Published Aug 28, 2007
freedom22
62 Posts
I am preparing for NCLEX and have completed almost 2000 questions already. I think I have gotten almost every "select all that apply" question wrong. Either I select too many or too few.
Please share your tips that you used to anser these questions to pass NCLEX.
Thanks!
cardiacRN2006, ADN, RN
4,106 Posts
In the same way you answer all the questions. You read the answer, decide if it's right or wrong using the same techniques that you've learned for all the other questions.
I think I only had 1 or 2 of those on NCLEX.
Ive been doing these questions the same way I do regular multiple choice questions but am getting all of them wrong.
Any other tips???
thanks
llg, PhD, RN
13,469 Posts
Ive been doing these questions the same way I do regular multiple choice questions but am getting all of them wrong.Any other tips???thanks
Ahhh... there's your problem. They are NOT multiple choice problems. They are actually a series of True/False questions. Treat each possible answer as a separate question. Look at the first possible answer and ask yourself, "Is that correct or not?" and answer that question. Then look at the next possible answer and do the same thing. etc. etc. etc.
Trying to consider them together and/or look for the "best" answer among the choices only gets you into trouble. The possible answers are not connected. The correctness or incorrectness of possible answer A does not in any way relate to whether or B is also correct.
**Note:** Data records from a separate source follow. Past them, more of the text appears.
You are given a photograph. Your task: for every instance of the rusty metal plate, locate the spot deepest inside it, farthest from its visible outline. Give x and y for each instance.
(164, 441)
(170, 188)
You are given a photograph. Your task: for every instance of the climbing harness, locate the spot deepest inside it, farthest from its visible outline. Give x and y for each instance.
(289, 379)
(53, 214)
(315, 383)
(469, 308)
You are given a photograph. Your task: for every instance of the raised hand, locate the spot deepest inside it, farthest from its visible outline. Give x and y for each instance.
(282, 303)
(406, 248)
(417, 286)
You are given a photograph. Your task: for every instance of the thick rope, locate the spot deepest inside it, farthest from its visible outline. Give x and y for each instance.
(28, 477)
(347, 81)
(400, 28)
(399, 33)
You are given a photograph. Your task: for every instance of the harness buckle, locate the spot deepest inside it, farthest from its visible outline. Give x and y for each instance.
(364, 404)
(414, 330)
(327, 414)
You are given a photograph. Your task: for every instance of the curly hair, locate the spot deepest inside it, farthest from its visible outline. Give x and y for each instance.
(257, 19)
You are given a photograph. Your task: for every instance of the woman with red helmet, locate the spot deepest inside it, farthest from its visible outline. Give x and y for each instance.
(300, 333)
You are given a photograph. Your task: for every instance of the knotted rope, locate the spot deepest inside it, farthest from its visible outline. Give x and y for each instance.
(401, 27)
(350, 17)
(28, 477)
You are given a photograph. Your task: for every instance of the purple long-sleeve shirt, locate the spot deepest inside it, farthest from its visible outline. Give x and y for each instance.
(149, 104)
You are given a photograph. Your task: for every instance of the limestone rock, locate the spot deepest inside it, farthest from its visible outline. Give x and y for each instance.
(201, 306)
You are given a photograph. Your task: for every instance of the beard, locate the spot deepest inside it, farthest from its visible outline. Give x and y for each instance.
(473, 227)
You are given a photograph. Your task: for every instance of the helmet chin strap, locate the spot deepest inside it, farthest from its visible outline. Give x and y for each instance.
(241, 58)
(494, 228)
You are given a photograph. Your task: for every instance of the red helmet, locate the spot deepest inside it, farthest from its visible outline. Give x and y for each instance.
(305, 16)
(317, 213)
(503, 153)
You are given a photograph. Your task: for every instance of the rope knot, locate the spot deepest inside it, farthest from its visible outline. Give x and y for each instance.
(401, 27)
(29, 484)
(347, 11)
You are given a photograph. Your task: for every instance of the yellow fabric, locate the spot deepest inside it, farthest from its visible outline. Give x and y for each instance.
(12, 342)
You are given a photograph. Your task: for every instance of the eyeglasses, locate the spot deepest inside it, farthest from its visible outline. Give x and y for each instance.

It's not about which is the "best" answer or about how the answers compare to each other. Each is a totally separate question. Is that item correct or incorrect? It's just that you don't get credit for the question unless you answer all parts of it correctly.
I hope that helps.
pagandeva2000, LPN
7,984 Posts
Ahhh... there's your problem. They are NOT multiple choice problems. They are actually a series of True/False questions. Treat each possible answer as a separate question. Look at the first possible answer and ask yourself, "Is that correct or not?" and answer that question. Then look at the next possible answer and do the same thing. etc. etc. etc. Trying to consider them together and/or look for the "best" answer among the choices only gets you into trouble. The possible answers are not connected. The correctness or incorrectness of possible answer A does not in any way relate to whether or B is also correct. It's not about which is the "best" answer or about how the answers compare to each other. Each is a totally separate question. Is that item correct or incorrect? It's just that you don't get credit for the question unless you answer all parts of it correctly.I hope that helps.
You gave THE BEST way to look at those type of questions. What I did when I got them was to look at 4 choices at a time, consider each one and then move to the next ones. I guess that something went right for me to pass NCLEX with minimal questions, but seeing it the wonderful way you illustrated this would have calmed me down because I had about 7 or 8 of them in a row.